Ronn Torossian, CEO, 5WPR
Hurricane Florence has made landfall in North Carolina, Cameroon’s Presidential polls open next month, and US-North Korea relations may be heating back up. It is more pertinent than ever to be able to sift through a daily bombardment of information online to find news worthy of your attention; it is even harder to tell which of it is true.
Only fools rush in. Here are three things to look out for if you’re not sure what you’re reading really is “fake news”.
1. Fake Profiles
Following any major news event, particularly tragedies, photo collages are becoming de rigueur across all social media platforms as a means to draw attention to possibly missing persons. They are usually accompanied by comments like “spread the word” and “share to help find these people”.
Many of these, however, are fake: created by people looking for social media engagement and shared, typically, by well-meaning people hoping to help. An example of this is 12-year-old Australian student, included in a collage of victims following the Manchester Ariana Grande concert bombing in the UK. She was safe, and in school, at the time of the bombing, and was quick to debunk the collage post.
Criminals can also have a fake profile shared. Following the Santa Fe High School shooting in Texas, tensions were running high as the national gun debate was revived for another year. The suspect, who had killed ten people and injured another ten, was eventually identified, and fake Facebook profiles with his name and photo were created across the world.
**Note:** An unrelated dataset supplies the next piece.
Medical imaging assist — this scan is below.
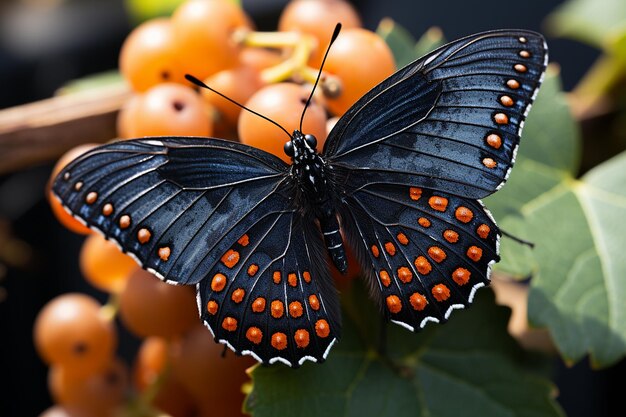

2. Wrong place, wrong time
The internet seems to grow exponentially with each passing second, with content added and uploaded in increasing volumes by the year. Over time, this means the internet has grown into a strange database of photos and videos, often uploaded and shared with barely any context or obvious time stamp.
This leaves much content open to interpretation- and misuse. A Visual Social Media Lab study found that more than a third of “problematic” photos online are actually real photos, just presented out of context.
During the Thai cave rescue operation earlier this year, for example, a film clip of a cave diver swimming through the twists and turns of a narrow cave passage was shared widely on social media, with posts claiming to be showing rescue divers. The actual origin of the footage, however, was a cave dive in Wisconsin- in 2012.
3. Photo, audio and video manipulation
This last one should be an obvious one, but with the rapid-fire evolution of editing technologies, it is becoming increasingly difficult to discern between true and false. Gone are the days of grainy images of the Loch Ness Monster, or “is that just a man in a suit” glimpses of Bigfoot. Today, video, sound and image manipulation is reaching new levels, opening a whole new world of confusion with “deep fakes”.
Most fake news is generated by users seeking clicks and shares, with accuracy as a last consideration. If you see something you’re not sure about, try searching for exact keywords in the story. Someone may have already debunked it. Most importantly, be critical, and choose your news sources carefully.